The little things that hurt

So I decided to write a post about being a coeliac, I was making G’s sandwiches this morning and every so often when i’m having to do something a certain way because of being a coeliac, I get a little bit sad. For the first few years of having the illness I coped ok, it was hard getting used to it but I was so relieved to not feel ill anymore. The difference not being ill made to my life was extraordinary and this far outweighed any problems I had, in the last couple of years though I’ve struggled a lot more.

I can not really enjoy eating out EVER unless I have fully prepared and taken my own and that includes going out for the day, getting some fish and chips, food stands, picnics etc Eating lunch means always taking my own, cup cake decorating, tea parties, having a cup of tea and biscuit with a friend… Think of every time in a day you have or think about food.. thats how many times a day I’m reminded i’m a coeliac… so you don’t think about food that much.. well I do because..maybe it’s become an obsession.

Well it did, I HATED food, DESPISED it, I felt like I had to think about it everyday and it wasn’t good thoughts. I was afraid of it too, I forgot about the everyday details of being ill all the time – I did survive after all – and became very scared of accidentally eating some gluten.

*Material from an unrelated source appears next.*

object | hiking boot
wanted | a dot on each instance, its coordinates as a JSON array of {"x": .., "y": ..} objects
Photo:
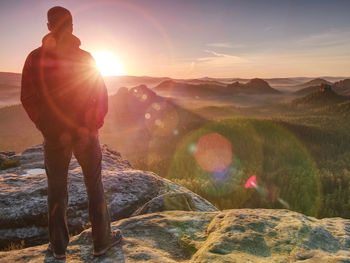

So now i’m trying to stop this obsession and i’m doing quite well, I might even be starting to..enjoy food! I guess when you have something for life you are going to have ups and downs, I think maybe the past couple of years was a natural reaction to being told that you have a lifelong incurable illness, I don’t know if any other coeliacs have felt this? But now to the positive, i’m starting to deal with it a lot better – though I will still have blips of course – no ones perfect! – and so to my list this morning of the things that frustrate me being a coeliac..

Having to take extra spread on the knife when making my husbands sandwiches so that I don’t have to put the knife back in and then having too much and wasting it because you can’t put the spread back in the pot

Having to be extra thankful every time someone makes me food because they had to make it gluten free, especially when its emphasised the trouble they went to…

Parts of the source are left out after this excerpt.